11 thoughts on “Let’s Get Meta: a look at analogies and why we use them

  1. Whoa! Very interesting question. I do have one or two metaphors that I still think are exceptional. One is from Coleridge’s poem “Kubla Khan.”

    And from this chasm, with ceaseless turmoil seething,
    As if this earth in fast thick pants were breathing

    And another favorite is from Stephen Crane’s Red Badge of Courage.

    The red sun was pasted in the sky like a wafer.

    A great metaphor…and passive voice to boot!

    And there are so many from Sue Monk Kidd’s “The Secret Life of Bees.” Here’s one of my favorites.
    Her eyes were mysterious and kind and her skin dark brown
    with a glow darker than toast and looking a little like it had been buttered.”

    And one last from Conrad’s “The Secret Sharer.”

    Then stillness again, with the great shadow gliding closer,
    towering higher, without a light, without a sound.
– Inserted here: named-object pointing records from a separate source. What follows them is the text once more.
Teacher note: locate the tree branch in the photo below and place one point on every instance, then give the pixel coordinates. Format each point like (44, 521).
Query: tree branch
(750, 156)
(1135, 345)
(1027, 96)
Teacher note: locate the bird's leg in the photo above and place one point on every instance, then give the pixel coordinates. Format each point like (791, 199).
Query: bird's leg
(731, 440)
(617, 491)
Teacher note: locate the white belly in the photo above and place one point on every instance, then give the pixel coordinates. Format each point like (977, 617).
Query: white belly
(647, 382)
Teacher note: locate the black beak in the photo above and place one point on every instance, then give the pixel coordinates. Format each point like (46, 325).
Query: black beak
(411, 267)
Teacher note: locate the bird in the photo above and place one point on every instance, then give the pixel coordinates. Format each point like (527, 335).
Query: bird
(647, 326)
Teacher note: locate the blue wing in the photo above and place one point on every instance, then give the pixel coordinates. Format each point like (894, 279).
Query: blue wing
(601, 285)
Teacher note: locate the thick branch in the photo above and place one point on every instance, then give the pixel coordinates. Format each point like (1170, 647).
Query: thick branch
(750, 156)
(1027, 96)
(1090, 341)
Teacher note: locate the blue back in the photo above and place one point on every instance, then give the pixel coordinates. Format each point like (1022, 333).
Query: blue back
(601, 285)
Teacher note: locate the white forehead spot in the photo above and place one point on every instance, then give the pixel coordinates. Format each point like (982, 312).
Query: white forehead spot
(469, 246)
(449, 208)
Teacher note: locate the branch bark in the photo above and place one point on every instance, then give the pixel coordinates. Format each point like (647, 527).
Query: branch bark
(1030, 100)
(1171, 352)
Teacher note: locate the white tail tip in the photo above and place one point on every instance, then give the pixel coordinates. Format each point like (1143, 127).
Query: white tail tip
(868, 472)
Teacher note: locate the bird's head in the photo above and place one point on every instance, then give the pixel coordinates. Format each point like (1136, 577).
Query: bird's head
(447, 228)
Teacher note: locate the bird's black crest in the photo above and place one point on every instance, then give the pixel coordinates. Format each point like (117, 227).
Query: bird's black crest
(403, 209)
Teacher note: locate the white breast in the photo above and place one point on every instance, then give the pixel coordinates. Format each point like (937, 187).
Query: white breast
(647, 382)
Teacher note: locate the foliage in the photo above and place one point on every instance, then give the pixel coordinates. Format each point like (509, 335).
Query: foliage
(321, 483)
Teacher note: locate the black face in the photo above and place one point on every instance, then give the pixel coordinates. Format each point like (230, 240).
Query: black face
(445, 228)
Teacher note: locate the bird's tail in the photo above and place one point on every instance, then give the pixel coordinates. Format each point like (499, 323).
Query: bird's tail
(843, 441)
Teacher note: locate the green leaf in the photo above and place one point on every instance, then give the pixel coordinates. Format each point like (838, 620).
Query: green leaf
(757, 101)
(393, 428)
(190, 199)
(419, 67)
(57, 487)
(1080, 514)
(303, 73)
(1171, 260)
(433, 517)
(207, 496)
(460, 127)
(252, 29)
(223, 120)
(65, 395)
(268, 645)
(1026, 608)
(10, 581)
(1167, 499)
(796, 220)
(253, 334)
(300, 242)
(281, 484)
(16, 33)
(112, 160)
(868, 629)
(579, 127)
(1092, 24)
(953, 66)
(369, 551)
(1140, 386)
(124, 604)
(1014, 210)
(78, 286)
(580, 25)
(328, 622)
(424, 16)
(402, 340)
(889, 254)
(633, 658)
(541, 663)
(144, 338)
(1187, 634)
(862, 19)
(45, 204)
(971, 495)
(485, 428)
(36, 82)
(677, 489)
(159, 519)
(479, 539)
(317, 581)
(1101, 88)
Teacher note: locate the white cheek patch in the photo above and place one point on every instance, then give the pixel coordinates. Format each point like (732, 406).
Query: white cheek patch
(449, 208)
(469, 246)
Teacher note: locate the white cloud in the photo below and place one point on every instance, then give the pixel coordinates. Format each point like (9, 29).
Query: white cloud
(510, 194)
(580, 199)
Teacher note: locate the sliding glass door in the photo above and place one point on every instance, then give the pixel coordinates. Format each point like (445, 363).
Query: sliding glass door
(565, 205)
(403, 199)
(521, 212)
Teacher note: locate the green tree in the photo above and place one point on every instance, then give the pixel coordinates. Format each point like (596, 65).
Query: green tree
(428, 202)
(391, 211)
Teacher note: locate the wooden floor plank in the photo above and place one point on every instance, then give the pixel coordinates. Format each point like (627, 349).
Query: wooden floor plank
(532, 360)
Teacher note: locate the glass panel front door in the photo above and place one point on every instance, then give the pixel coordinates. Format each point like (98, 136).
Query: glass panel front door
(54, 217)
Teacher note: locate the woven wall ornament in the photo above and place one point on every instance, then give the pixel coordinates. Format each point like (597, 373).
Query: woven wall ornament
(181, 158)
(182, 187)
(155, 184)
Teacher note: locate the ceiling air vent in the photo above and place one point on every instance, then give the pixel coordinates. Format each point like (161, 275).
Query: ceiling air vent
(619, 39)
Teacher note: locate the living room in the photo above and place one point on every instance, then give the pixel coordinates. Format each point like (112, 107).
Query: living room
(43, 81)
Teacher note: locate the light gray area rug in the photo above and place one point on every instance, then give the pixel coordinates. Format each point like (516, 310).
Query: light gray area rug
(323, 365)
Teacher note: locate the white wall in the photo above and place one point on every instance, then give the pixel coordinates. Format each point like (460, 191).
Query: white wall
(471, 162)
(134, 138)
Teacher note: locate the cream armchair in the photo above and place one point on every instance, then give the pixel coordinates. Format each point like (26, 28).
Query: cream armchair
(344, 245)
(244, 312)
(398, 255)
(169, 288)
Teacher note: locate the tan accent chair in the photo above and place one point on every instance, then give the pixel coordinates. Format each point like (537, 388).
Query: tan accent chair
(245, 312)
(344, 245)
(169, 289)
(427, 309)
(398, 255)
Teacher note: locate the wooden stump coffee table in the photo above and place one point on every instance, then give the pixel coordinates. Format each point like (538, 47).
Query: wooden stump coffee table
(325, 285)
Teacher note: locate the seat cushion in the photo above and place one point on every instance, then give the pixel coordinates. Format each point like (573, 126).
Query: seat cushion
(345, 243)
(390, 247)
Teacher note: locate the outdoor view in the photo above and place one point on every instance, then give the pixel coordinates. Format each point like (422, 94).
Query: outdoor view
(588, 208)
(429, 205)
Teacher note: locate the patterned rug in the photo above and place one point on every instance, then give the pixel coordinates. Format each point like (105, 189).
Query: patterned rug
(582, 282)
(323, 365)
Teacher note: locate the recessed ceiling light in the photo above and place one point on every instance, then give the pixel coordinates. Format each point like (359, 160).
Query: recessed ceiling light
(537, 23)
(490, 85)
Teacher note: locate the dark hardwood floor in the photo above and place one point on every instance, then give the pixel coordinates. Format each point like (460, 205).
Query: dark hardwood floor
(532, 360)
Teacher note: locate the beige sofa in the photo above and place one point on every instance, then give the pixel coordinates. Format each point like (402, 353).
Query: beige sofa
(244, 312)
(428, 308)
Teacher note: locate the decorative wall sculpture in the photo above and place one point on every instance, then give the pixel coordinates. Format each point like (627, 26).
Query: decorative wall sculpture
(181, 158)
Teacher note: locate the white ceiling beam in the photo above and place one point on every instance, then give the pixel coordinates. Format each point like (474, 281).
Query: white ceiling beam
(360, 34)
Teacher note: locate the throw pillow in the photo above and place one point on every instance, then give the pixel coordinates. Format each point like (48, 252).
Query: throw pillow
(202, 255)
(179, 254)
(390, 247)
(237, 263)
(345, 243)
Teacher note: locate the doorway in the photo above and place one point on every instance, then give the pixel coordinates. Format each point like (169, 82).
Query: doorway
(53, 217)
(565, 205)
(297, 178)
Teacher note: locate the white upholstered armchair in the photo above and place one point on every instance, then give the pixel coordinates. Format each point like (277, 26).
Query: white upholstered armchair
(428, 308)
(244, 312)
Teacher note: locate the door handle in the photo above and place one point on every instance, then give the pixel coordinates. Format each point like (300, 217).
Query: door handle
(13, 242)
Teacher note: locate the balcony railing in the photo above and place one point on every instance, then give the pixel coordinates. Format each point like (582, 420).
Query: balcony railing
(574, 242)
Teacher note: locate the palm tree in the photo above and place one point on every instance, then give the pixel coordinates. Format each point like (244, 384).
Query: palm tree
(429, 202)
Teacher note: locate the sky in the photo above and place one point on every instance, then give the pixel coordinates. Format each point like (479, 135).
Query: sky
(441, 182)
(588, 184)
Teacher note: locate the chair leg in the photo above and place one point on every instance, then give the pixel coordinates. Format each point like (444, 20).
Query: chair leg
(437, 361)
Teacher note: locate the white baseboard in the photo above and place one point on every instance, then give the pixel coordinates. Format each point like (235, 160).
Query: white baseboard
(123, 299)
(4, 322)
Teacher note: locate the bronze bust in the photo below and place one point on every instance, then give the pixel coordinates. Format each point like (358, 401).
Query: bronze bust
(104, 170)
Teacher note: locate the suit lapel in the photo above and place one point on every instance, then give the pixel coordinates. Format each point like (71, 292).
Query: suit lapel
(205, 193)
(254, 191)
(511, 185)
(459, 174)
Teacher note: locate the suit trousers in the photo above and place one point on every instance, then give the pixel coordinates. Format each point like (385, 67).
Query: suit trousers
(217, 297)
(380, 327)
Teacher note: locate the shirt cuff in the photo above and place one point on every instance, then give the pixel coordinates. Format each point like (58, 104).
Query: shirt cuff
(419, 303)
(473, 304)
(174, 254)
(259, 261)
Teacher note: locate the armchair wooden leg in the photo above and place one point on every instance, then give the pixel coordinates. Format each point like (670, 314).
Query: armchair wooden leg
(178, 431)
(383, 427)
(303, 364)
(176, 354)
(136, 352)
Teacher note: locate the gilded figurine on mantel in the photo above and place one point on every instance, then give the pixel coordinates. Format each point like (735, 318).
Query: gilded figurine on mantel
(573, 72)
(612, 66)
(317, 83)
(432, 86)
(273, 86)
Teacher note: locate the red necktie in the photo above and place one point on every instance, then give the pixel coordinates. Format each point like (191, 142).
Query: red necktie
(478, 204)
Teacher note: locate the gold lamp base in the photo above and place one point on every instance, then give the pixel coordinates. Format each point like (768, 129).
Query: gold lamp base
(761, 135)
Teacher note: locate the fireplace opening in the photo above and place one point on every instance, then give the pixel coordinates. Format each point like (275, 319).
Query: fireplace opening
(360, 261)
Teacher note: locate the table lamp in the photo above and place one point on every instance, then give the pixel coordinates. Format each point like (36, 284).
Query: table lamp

Such a
    hush had fallen on the ship that she might have been a
    bark of the dead floating in slowly under the very gate of
    Erebus.

    Ah Miles, forgive me, but I’m mired in tradition. Here’s a metaphor that even when I was but nineteen, I thought was astounding. From Milton’s Samson Agonistes. It’s Delilah’s arrival to her captive husband. the Choir recognizes her first.

    But who is this, what thing of Sea or Land? [ 710 ]
    Female of sex it seems,
    That so bedeckt, ornate, and gay,
    Comes this way sailing
    Like a stately Ship
    Of Tarsus, bound for th’ Isles [ 715 ]
    Of Javan or Gadier
    With all her bravery on, and tackle trim,
    Sails fill’d, and streamers waving,
    Courted by all the winds that hold them play.

    Isn’t that beautiful? Sorry but I really enjoy this sort of thing. There about a jillion more, but I can’t remember em! 🙂

    Thanks. I’m reblogging this as well.

    Liked by 1 person

    1. Wow! Thank you for the influx of reading material, and I can’t believe I forgot to thumb through The Secret Life of Bees while I was writing this post!

      I can totally relate when it comes to narrowing down the example metaphors. Even now, I am kicking myself because I forgot to work in the first line of Alfred Noyes’ “The Highwayman:” “The moon was a ghostly galleon, tossed up on stormy seas.”

      Thanks again for sharing some of your treasures. That last one about Delilah is spectazular! I’m going to look further into them. And it’s a terrific honor to be shared on your blog. Thanks!